O trabalhador que pretende ingressar com uma ação para reivindicar pagamento de indenização por direitos não cumpridos pelo empregador poderá ter de esperar muito até obter uma resposta da Justiça. Segundo dados de 2009 compilados pelo Serviço de Estatística e Informações do Tribunal Regional do Trabalho (TRT), um processo em Bauru necessita, em média, de 1.403 dias, ou aproximadamente 3 anos e 10 meses, para ser concluído - desde o ajuizamento até o fim da execução da sentença.
O prazo se refere às ações que tramitam em rito ordinário e contra empresas privadas. Este é o tipo de ação que representa a maioria dos processos em andamento nas quatro varas trabalhistas da cidade, que atendem mais 11 municípios da região. Nas ações específicas contra o Poder Público, o tempo de espera dos trabalhadores bauruenses cai para 3 anos e 5 meses.
Na área de abrangência da 15.ª Região do TRT, que inclui 599 dos 645 municípios paulistas, a demora entre o início da ação contra empresas privadas até o pagamento do valor devido chega a 4 anos e 7 meses. A pesquisa leva em conta todas as fases processuais, que incluem audiência inicial de tentativa de conciliação, audiência de instrução para a demonstração dos fatos controvertidos por meio da realização das provas, proferimento, liquidação e cumprimento da sentença.

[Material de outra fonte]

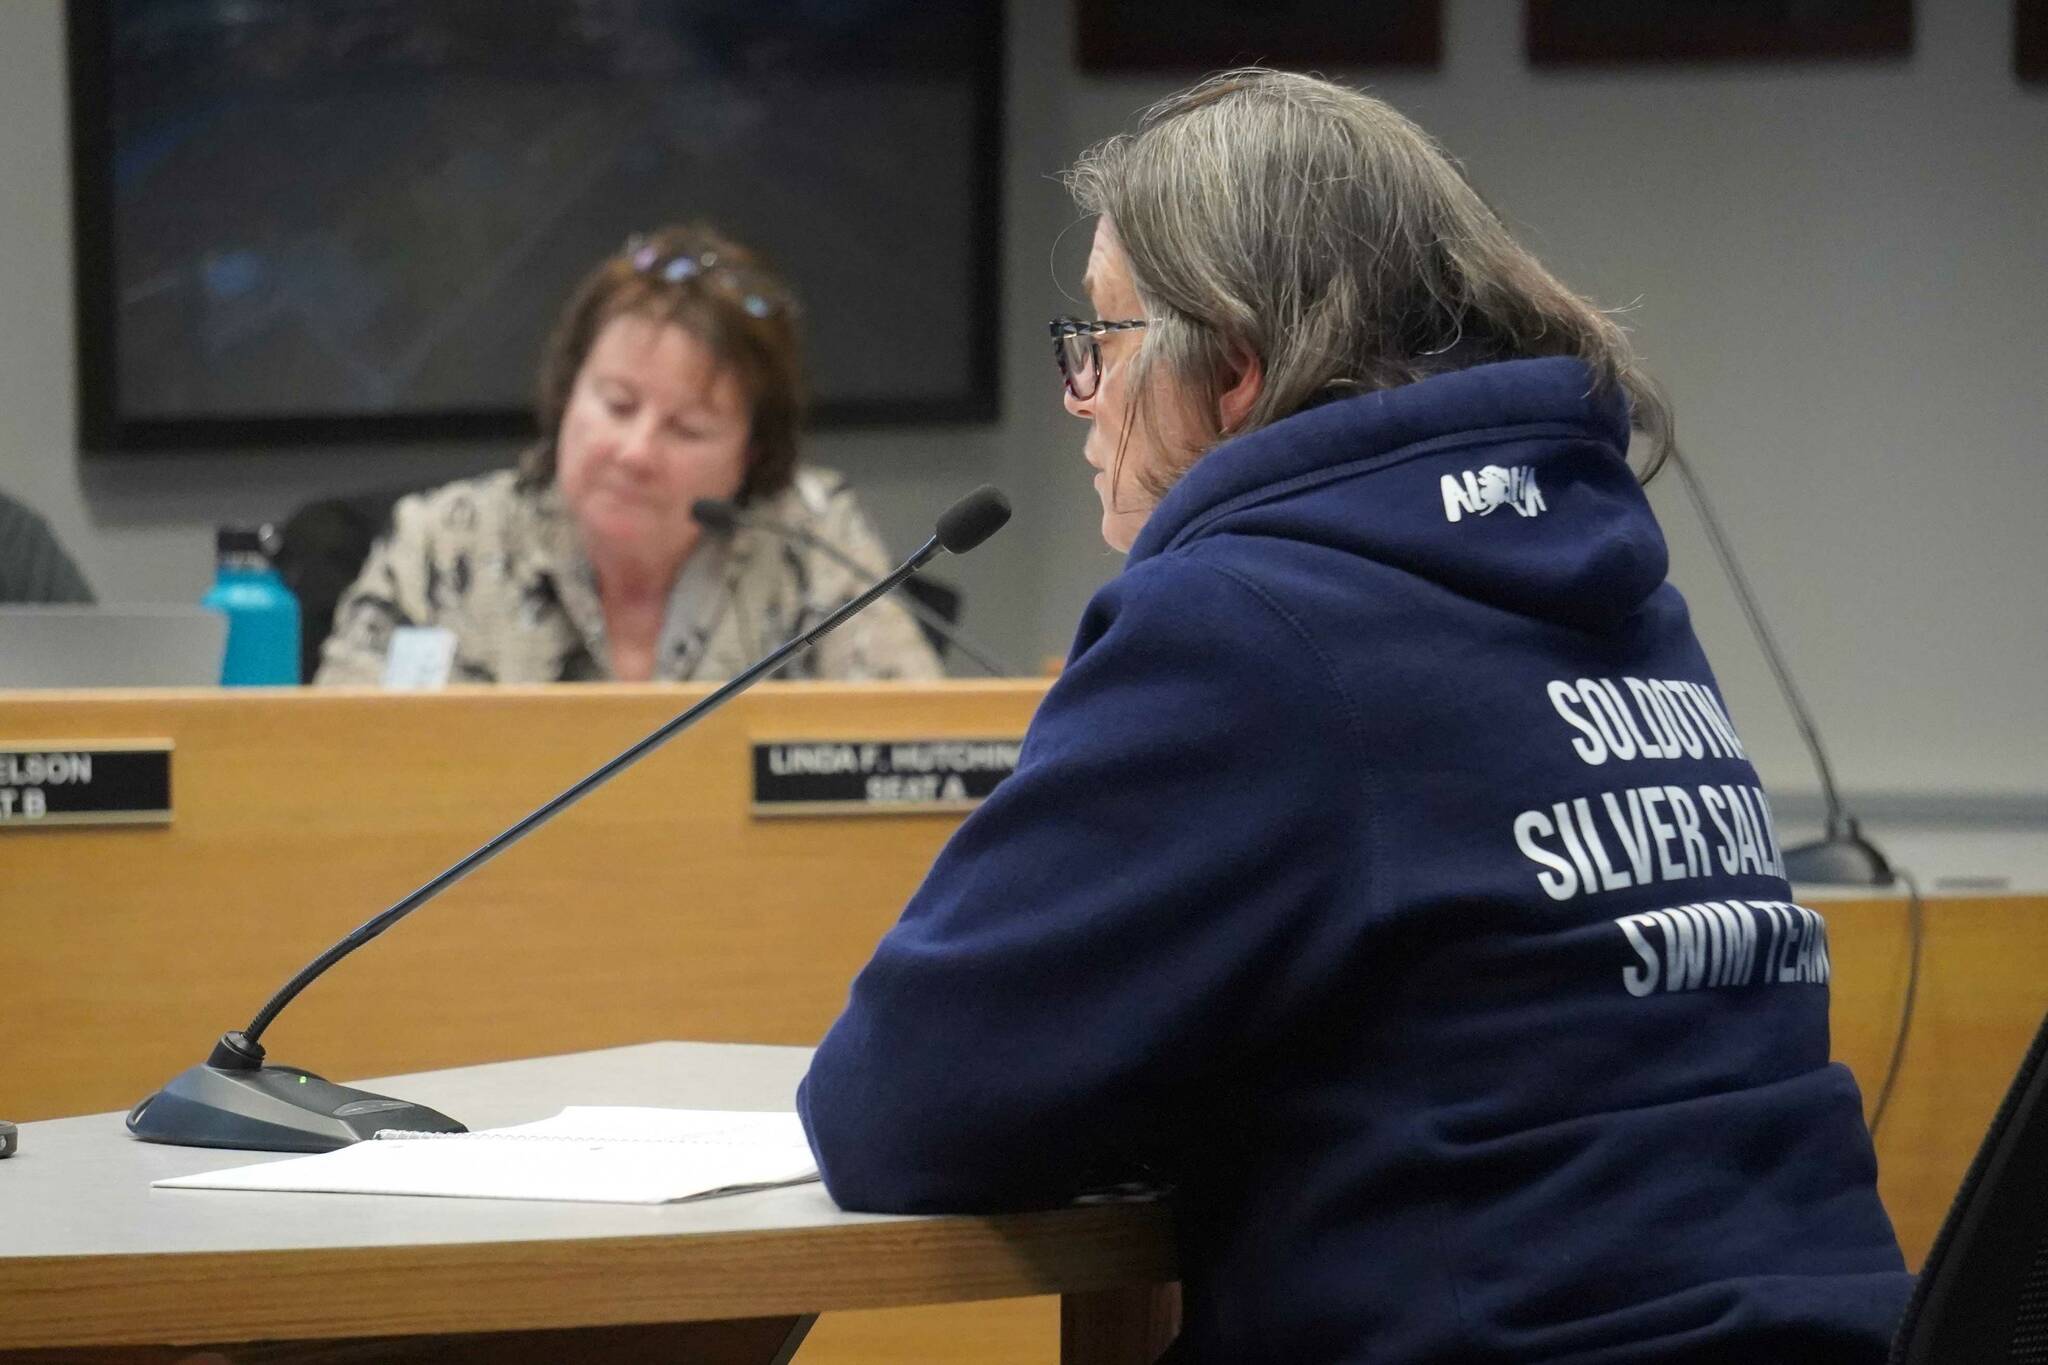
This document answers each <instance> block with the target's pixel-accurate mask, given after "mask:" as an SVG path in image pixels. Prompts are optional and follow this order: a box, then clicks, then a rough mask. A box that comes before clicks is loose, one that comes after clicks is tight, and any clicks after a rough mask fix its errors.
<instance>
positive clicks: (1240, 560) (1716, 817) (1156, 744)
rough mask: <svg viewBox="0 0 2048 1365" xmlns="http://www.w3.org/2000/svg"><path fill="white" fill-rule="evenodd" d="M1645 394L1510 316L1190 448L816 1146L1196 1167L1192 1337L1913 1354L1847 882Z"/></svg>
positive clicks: (880, 979) (1175, 1169) (840, 1028)
mask: <svg viewBox="0 0 2048 1365" xmlns="http://www.w3.org/2000/svg"><path fill="white" fill-rule="evenodd" d="M1626 442H1628V426H1626V417H1624V409H1622V401H1620V399H1618V397H1614V395H1593V393H1589V381H1587V370H1585V368H1583V366H1579V364H1577V362H1573V360H1513V362H1503V364H1487V366H1477V368H1470V370H1460V372H1450V375H1442V377H1434V379H1427V381H1423V383H1415V385H1407V387H1403V389H1393V391H1384V393H1372V395H1364V397H1352V399H1341V401H1335V403H1327V405H1321V407H1315V409H1309V411H1303V413H1298V415H1294V417H1288V420H1284V422H1278V424H1274V426H1270V428H1264V430H1260V432H1253V434H1251V436H1245V438H1239V440H1231V442H1227V444H1223V446H1219V448H1217V450H1212V452H1210V454H1206V456H1204V458H1202V460H1200V463H1198V465H1196V467H1194V471H1192V473H1188V477H1186V479H1182V483H1180V485H1178V487H1176V489H1174V491H1171V493H1169V495H1167V497H1165V499H1163V501H1161V503H1159V508H1157V510H1155V514H1153V518H1151V522H1149V524H1147V526H1145V530H1143V534H1141V536H1139V540H1137V544H1135V546H1133V551H1130V557H1128V563H1126V567H1124V571H1122V573H1120V575H1118V577H1116V579H1114V581H1110V583H1108V585H1106V587H1104V589H1102V591H1100V593H1096V598H1094V602H1092V604H1090V608H1087V614H1085V618H1083V622H1081V628H1079V636H1077V641H1075V647H1073V655H1071V659H1069V665H1067V669H1065V673H1063V675H1061V679H1059V681H1057V684H1055V686H1053V690H1051V692H1049V694H1047V700H1044V704H1042V708H1040V710H1038V716H1036V718H1034V720H1032V726H1030V735H1028V737H1026V743H1024V751H1022V761H1020V765H1018V769H1016V774H1014V776H1012V778H1008V780H1006V782H1004V784H1001V788H997V792H995V794H993V796H991V798H989V800H987V802H985V804H983V806H981V808H979V810H977V812H975V814H973V817H969V819H967V821H965V823H963V825H961V829H958V833H956V835H954V839H952V841H950V843H948V845H946V849H944V851H942V853H940V857H938V862H936V864H934V868H932V872H930V876H928V878H926V882H924V886H922V888H920V892H918V894H915V898H913V900H911V905H909V907H907V909H905V913H903V919H901V923H897V925H895V927H893V929H891V931H889V935H887V937H885V939H883V941H881V945H879V950H877V954H874V960H872V962H870V964H868V966H866V968H864V970H862V972H860V976H858V980H856V982H854V990H852V999H850V1003H848V1007H846V1013H844V1015H842V1017H840V1019H838V1023H834V1027H831V1031H829V1033H827V1036H825V1040H823V1044H821V1046H819V1050H817V1058H815V1062H813V1064H811V1072H809V1076H807V1081H805V1083H803V1089H801V1091H799V1101H797V1103H799V1109H801V1111H803V1117H805V1124H807V1126H809V1132H811V1142H813V1146H815V1150H817V1158H819V1166H821V1171H823V1177H825V1187H827V1189H829V1191H831V1195H834V1197H836V1199H838V1201H840V1203H842V1205H846V1207H854V1209H883V1212H991V1209H1020V1207H1032V1205H1051V1203H1057V1201H1063V1199H1069V1197H1073V1195H1075V1193H1077V1191H1081V1189H1085V1187H1087V1185H1090V1183H1102V1181H1120V1179H1133V1177H1141V1175H1149V1177H1153V1179H1159V1181H1165V1183H1171V1185H1174V1187H1176V1191H1178V1193H1176V1203H1174V1207H1176V1228H1178V1240H1180V1254H1182V1271H1184V1287H1186V1310H1184V1312H1186V1326H1184V1342H1182V1353H1184V1355H1186V1357H1188V1359H1200V1361H1231V1363H1237V1361H1366V1359H1370V1361H1374V1363H1376V1365H1409V1363H1421V1361H1432V1363H1452V1361H1456V1363H1460V1365H1483V1363H1493V1361H1503V1363H1505V1361H1516V1363H1524V1361H1577V1363H1585V1365H1591V1363H1599V1365H1620V1363H1624V1361H1657V1363H1659V1365H1669V1363H1675V1361H1716V1363H1718V1361H1796V1363H1800V1365H1821V1363H1835V1361H1839V1363H1849V1361H1872V1363H1874V1361H1880V1359H1884V1347H1886V1340H1888V1334H1890V1328H1892V1324H1894V1320H1896V1318H1898V1314H1901V1310H1903V1306H1905V1297H1907V1291H1909V1275H1907V1273H1905V1265H1903V1261H1901V1254H1898V1244H1896V1240H1894V1236H1892V1228H1890V1222H1888V1220H1886V1214H1884V1209H1882V1205H1880V1203H1878V1195H1876V1164H1874V1156H1872V1148H1870V1138H1868V1134H1866V1128H1864V1119H1862V1103H1860V1097H1858V1089H1855V1083H1853V1081H1851V1078H1849V1074H1847V1070H1845V1068H1841V1066H1839V1064H1831V1062H1829V1042H1827V976H1829V958H1827V929H1825V923H1823V921H1821V917H1819V915H1815V913H1812V911H1808V909H1802V907H1796V905H1792V894H1790V888H1788V886H1786V882H1784V876H1782V866H1780V855H1778V843H1776V835H1774V831H1772V825H1769V808H1767V804H1765V800H1763V794H1761V790H1759V788H1757V778H1755V772H1753V769H1751V765H1749V761H1747V757H1745V755H1743V749H1741V741H1739V735H1737V733H1735V726H1733V724H1731V722H1729V716H1726V710H1724V706H1722V702H1720V694H1718V690H1716V686H1714V679H1712V671H1710V669H1708V665H1706V657H1704V655H1702V653H1700V645H1698V641H1696V639H1694V632H1692V624H1690V620H1688V614H1686V606H1683V602H1681V600H1679V593H1677V589H1673V587H1671V585H1669V583H1665V544H1663V536H1661V534H1659V528H1657V522H1655V518H1653V516H1651V510H1649V503H1647V501H1645V497H1642V493H1640V489H1638V487H1636V481H1634V477H1632V473H1630V471H1628V467H1626V465H1624V450H1626ZM1176 1359H1180V1357H1176Z"/></svg>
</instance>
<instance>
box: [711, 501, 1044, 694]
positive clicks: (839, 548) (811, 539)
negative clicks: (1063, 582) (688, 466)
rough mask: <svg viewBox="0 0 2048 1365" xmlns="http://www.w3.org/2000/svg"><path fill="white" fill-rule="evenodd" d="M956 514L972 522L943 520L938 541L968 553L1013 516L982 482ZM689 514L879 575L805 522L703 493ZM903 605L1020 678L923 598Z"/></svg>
mask: <svg viewBox="0 0 2048 1365" xmlns="http://www.w3.org/2000/svg"><path fill="white" fill-rule="evenodd" d="M954 514H963V516H965V518H969V522H971V524H969V526H967V528H958V530H956V528H948V526H946V522H944V518H940V526H938V540H940V544H942V546H946V548H948V551H950V553H954V555H965V553H967V551H971V548H975V546H977V544H981V540H985V538H987V536H991V534H995V530H999V528H1001V524H1004V522H1008V520H1010V499H1006V497H1004V495H1001V493H999V491H997V489H993V487H987V485H983V487H979V489H975V491H973V493H969V495H967V497H963V499H961V501H958V503H954V505H952V510H948V512H946V516H948V518H950V516H954ZM690 516H694V518H696V522H698V524H700V526H705V528H707V530H713V532H717V534H721V536H731V534H735V532H739V530H748V528H752V530H762V532H766V534H770V536H780V538H784V540H795V542H797V544H803V546H807V548H813V551H817V553H819V555H823V557H825V559H829V561H834V563H836V565H840V567H842V569H846V571H848V573H854V575H858V577H860V579H874V577H877V571H874V569H872V567H868V565H864V563H860V561H858V559H854V557H852V555H848V553H846V551H842V548H840V546H838V544H834V542H831V540H825V538H823V536H819V534H817V532H813V530H809V528H807V526H799V524H793V522H778V520H774V518H766V516H760V514H754V512H748V510H743V508H739V505H737V503H731V501H727V499H723V497H700V499H698V501H694V503H690ZM985 520H993V524H991V526H989V528H987V532H983V534H979V536H973V538H971V540H969V534H971V532H973V530H975V528H977V524H979V522H985ZM948 536H950V538H954V540H956V542H958V548H954V546H952V544H946V540H948ZM901 606H903V610H907V612H909V614H911V616H915V618H918V620H920V622H924V626H926V628H928V630H932V632H934V634H938V636H940V639H942V641H946V643H950V645H952V647H954V649H958V651H961V655H965V657H967V659H969V661H973V663H975V667H979V669H981V671H983V673H987V675H991V677H1016V669H1014V667H1012V665H1008V663H1004V659H1001V657H999V655H997V653H995V651H991V649H987V647H985V645H979V643H977V641H973V639H971V636H969V634H967V632H965V630H961V628H958V626H954V624H952V620H948V618H946V616H944V614H942V612H936V610H932V608H930V606H928V604H924V602H920V600H918V598H913V596H905V598H903V600H901Z"/></svg>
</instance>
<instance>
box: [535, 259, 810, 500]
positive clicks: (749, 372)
mask: <svg viewBox="0 0 2048 1365" xmlns="http://www.w3.org/2000/svg"><path fill="white" fill-rule="evenodd" d="M797 313H799V309H797V299H795V297H793V295H791V291H788V287H786V284H784V282H782V278H780V276H776V274H774V272H772V270H770V268H768V264H766V262H764V260H762V258H760V256H758V254H756V252H752V250H748V248H743V246H739V244H737V241H733V239H731V237H725V235H721V233H719V231H715V229H711V227H707V225H702V223H686V225H672V227H662V229H657V231H653V233H647V235H643V237H633V239H631V241H627V246H625V250H621V252H618V254H616V256H612V258H608V260H604V262H602V264H600V266H598V268H596V270H592V272H590V274H588V276H586V278H584V282H582V284H578V289H575V293H573V295H571V297H569V303H567V305H565V307H563V309H561V317H559V319H557V321H555V332H553V334H551V336H549V340H547V350H545V352H543V354H541V389H539V407H537V417H539V422H541V440H539V442H535V446H530V448H528V450H526V454H522V456H520V483H524V485H526V487H539V485H545V483H553V479H555V438H557V436H559V432H561V415H563V411H565V409H567V407H569V395H571V391H573V389H575V377H578V375H580V372H582V368H584V360H586V358H588V356H590V348H592V346H594V344H596V340H598V334H600V332H604V325H606V323H610V321H612V319H614V317H627V315H635V317H649V319H653V321H664V323H674V325H676V327H682V329H684V332H688V334H690V336H694V338H696V340H698V342H702V344H705V346H707V348H709V350H711V354H713V356H715V358H717V362H719V364H721V366H723V368H727V370H731V372H733V377H735V379H737V381H739V387H741V391H743V393H745V397H748V405H750V417H752V432H750V440H748V473H745V477H743V479H741V483H739V501H743V503H745V501H754V499H758V497H772V495H776V493H780V491H782V489H786V487H788V483H791V479H795V475H797V436H799V432H801V430H803V411H805V393H803V360H801V354H799V346H797Z"/></svg>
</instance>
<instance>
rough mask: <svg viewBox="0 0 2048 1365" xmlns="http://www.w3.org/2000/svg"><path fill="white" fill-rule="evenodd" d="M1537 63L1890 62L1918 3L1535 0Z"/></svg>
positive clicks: (1650, 0)
mask: <svg viewBox="0 0 2048 1365" xmlns="http://www.w3.org/2000/svg"><path fill="white" fill-rule="evenodd" d="M1526 6H1528V8H1526V20H1528V51H1530V65H1614V63H1640V61H1667V63H1688V61H1788V59H1790V61H1815V59H1884V57H1905V55H1911V51H1913V0H1526Z"/></svg>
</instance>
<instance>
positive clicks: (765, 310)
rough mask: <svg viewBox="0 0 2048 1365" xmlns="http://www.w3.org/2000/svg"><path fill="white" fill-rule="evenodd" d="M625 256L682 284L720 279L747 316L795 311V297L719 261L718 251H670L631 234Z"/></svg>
mask: <svg viewBox="0 0 2048 1365" xmlns="http://www.w3.org/2000/svg"><path fill="white" fill-rule="evenodd" d="M625 256H627V262H629V264H631V266H633V268H635V270H639V272H641V274H651V276H655V278H659V280H668V282H670V284H682V282H686V280H698V278H700V280H721V282H725V284H729V287H731V293H733V297H735V299H739V307H741V309H745V313H748V315H750V317H774V315H776V313H791V315H795V313H797V303H795V299H786V297H784V295H782V293H780V291H778V289H774V287H770V284H768V282H766V280H762V278H760V276H756V274H754V272H752V270H743V268H739V266H729V264H725V262H721V260H719V254H717V252H698V254H696V256H690V254H670V252H664V250H662V248H659V246H655V244H653V241H649V239H647V237H641V235H633V237H627V248H625Z"/></svg>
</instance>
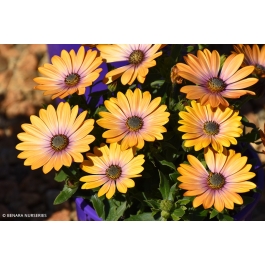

A estatística das varas de Bauru também inclui os feitos resolvidos por acordo já na fase de execução. Em 2009, foram conciliados 2.437 processos na Justiça do Trabalho de Bauru, 46,95% do total de 5.190 ações solucionadas no ano.
De acordo com o levantamento, nas ações cujo valor da causa não ultrapasse 40 salários mínimos, que são submetidas ao rito sumaríssimo, a duração média cai para 2 anos e 6 meses ou, mais exatamente, 906 dias. Neste caso, a redução do prazo sofre redução porque, além da prioridade dada à sua tramitação, os processos desta classe dispensam a fase de liquidação, já que as sentenças incluem previamente os valores devidos.
Gargalo
Os dados mostram também que o grande “gargalo” do processo trabalhista continua sendo a fase de execução da sentença, quando se busca a efetiva transferência dos valores devidos ao trabalhador. Atualmente, por exemplo, o tempo médio gasto pela 3ª Vara do Trabalho de Bauru com esta fase do processo pode chegar a 956 dias – mais de 2 anos e meio - no rito ordinário, em ações contra empresas privadas.
Os prazos mais longos nessa fase, em relação às demais, refletem o fato de muitas execuções ocorrerem contra empresas dissolvidas, falidas ou cujos sócios desapareceram, inviabilizando a indicação, pelo credor, de bens passíveis de serem penhorados. Mesmo assim, a assessoria de imprensa do 15.ª Região do TRT aponta que o órgão tem avançado na efetivação das sentenças proferidas por seus juízes, com a utilização de ferramentas como o Bacenjud e o Infojud, frutos de convênios firmados, respectivamente, com o Banco Central e com a Receita Federal.
A primeira permite aos juízes bloquear diretamente nas contas correntes dos executados - pessoas físicas ou jurídicas - os valores devidos nas ações. A outra dá aos magistrados acesso a informações cadastrais e econômico-fiscais das bases de dados da Receita.
Ainda segundo a assessoria da 15.ª Região do TRT, o Renajud - ferramenta que interliga a Justiça e o Departamento Nacional de Trânsito (Denatran), permitindo a restrição judicial de veículos via Internet – e a criação, do Grupo de Apoio à Execução (Gaex), em 2009, também tem colaborado para agilizar essa fase do processo.
____________________
Até 2014, média deve diminuir para um ano
Em seu Plano Estratégico Plurianual, aprovado em dezembro passado, o TRT definiu que, até final de 2014, as unidades jurisdicionais da 15ª Região deverão ser capazes de resolver processos em quantidade 30% superior à recebida, acelerando a redução do saldo acumulado. A meta para os cinco anos, na 1ª instância, é que, do total de processos resolvidos, 90% sejam solucionados em até um ano.
O objetivo mais audacioso, no entanto, talvez seja o de reduzir o número de processos antigos. O Plano propõe solucionar, até 31 de dezembro de 2014, todos os processos protocolados até o último dia útil de 2012.
Para atingir esses objetivos, o Plano propõe investimentos maciços em programas de capacitação de magistrados e servidores, implantação do processo eletrônico, incentivo à conciliação e o estabelecimento do controle eletrônico das tramitações processuais, entre outras medidas.